In 1961, Marshall Nirenberg and Heinrich Matthaei were the first to crack part of the genetic code, demonstrating that bacterial extracts synthesize only the amino acid phenylalanine from RNA that contains just one type of RNA base14 (uracil; U). The same year, Crick, his indispensable female technician Leslie Barnett and their co-workers reported mutation studies that confirmed the existence of the triplet-based code15, and which therefore suggested that the codon for phenylalanine was UUU. The race to identify the full set of codons was completed by 1966, with Har Gobind Khorana contributing the sequences of bases in several codons from his experiments with synthetic polynucleotides (see go.nature.com/2hebk3k).
With Fred Sanger and colleagues’ publication16 of an efficient method for sequencing DNA in 1977, the way was open for the complete reading of the genetic information in any species. The task was completed for the human genome by 2003, another milestone in the history of DNA.
Watson devoted most of the rest of his career to education and scientific administration as head of the Cold Spring Harbor Laboratory in Long Island, New York, and serving (briefly) as the first head of the US National Center for Human Genome Research, now the National Human Genome Research Institute. Always outspoken, he was eventually removed from his emeritus position at Cold Spring Harbor when he repeatedly aired controversial opinions about genetics, race and intelligence.
Crick continued to tackle hard problems in science, moving in 1977 from Cambridge to the Salk Institute in La Jolla, California, where he spent the rest of his life working on the neural basis of consciousness17 and, specifically, of visual perception. He died in 2004, aged 88.

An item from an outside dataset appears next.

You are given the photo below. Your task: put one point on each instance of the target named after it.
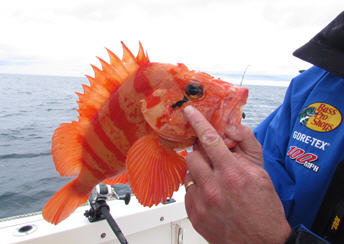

The double helix put genetics on a physical footing that would shed light on almost every aspect of modern biology and medicine. Examples include the migration of human populations throughout history; ecology and biodiversity; cancer-causing mutations in tumours and their drug treatment; surveillance of microbial drug resistance in hospitals and the global population; and the diagnosis and treatment of rare congenital diseases. DNA analysis has long been established in forensics, and research into more-futuristic applications, such as DNA-based computing, is well advanced.
Paradoxically, Watson and Crick’s iconic structure has also made it possible to recognize the shortcomings of the central dogma, with the discovery of small RNAs that can regulate gene expression, and of environmental factors that induce heritable epigenetic change. No doubt, the concept of the double helix will continue to underpin discoveries in biology for decades to come.